Early gain in pain reduction and hip function, but more complications following the direct anterior minimally invasive approach for total hip arthroplasty: a randomized trial of 100 patients with 5 years of follow upB Harald Brismar, Ola Hallert, Anna Tedhamre & J Urban Lindgren
Background and purpose — The minimally invasive direct anterior (DA) approach for total hip arthroplasty (THA) is supposed to reduce surgical tissue trauma. We hypothesized that patients operated with the DA technique would have less postoperative pain and better hip function compared with a group operated with a conventional direct lateral (DL) approach.
Patients and methods — 100 patients with hip osteoarthritis scheduled for THA were equally randomized to surgery through either DA or DL. Pain was assessed on a VAS scale, hip function with TUG, 10mWT, HHS, and quality of life with EQ-5D. Patients were followed up after the first 3 days, 8 weeks, and at 1 and 5 years postoperatively.

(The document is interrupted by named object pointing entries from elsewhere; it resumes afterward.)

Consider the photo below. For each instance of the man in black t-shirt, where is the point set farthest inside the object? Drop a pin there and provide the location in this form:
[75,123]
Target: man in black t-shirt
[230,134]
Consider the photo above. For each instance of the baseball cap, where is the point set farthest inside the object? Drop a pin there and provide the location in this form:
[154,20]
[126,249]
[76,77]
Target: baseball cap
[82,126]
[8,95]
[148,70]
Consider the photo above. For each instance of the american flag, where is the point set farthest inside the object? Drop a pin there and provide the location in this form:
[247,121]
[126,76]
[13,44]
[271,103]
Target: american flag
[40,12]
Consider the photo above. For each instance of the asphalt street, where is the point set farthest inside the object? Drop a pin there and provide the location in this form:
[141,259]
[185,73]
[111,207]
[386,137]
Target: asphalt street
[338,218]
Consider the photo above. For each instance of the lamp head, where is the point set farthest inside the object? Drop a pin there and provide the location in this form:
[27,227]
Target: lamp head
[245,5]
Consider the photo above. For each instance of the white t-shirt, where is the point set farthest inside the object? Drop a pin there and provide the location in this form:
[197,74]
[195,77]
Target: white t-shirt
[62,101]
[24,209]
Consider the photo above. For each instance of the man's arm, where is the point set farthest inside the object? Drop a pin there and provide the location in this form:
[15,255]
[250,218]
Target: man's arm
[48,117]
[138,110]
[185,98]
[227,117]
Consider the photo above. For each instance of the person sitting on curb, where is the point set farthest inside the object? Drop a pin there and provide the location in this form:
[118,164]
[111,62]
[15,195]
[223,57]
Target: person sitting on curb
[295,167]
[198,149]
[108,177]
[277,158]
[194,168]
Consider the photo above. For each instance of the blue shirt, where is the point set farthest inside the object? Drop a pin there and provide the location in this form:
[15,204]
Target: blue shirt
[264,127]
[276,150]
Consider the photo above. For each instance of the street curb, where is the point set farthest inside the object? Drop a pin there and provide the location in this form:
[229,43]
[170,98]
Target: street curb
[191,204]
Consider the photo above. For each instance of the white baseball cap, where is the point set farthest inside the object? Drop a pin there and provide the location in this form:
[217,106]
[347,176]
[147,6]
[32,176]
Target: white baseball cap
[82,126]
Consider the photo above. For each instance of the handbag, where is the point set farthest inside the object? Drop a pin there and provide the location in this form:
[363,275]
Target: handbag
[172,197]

Results — The DA group registered less pain with activity on the second day (VAS 42 vs. 55), performed TUG 6 seconds faster on the third day and had 8 points higher HHS and higher EQ-5D index (0.86 vs 0.78) at 8 weeks; all differences were statistically significant. No clinically relevant differences between groups in pain, hip function, or quality of life were seen at 1 or 5 years. 7 surgical approach related complications appeared in the DA group, none in the DL.
Interpretation — The results indicate that the presumably less traumatic approach results in reduced immediate postoperative pain and better hip function and higher quality of life in the early postoperative period. However, this positive effect is not seen at later time points. Instead, complications appear to be over-represented, thus questioning the use of the method.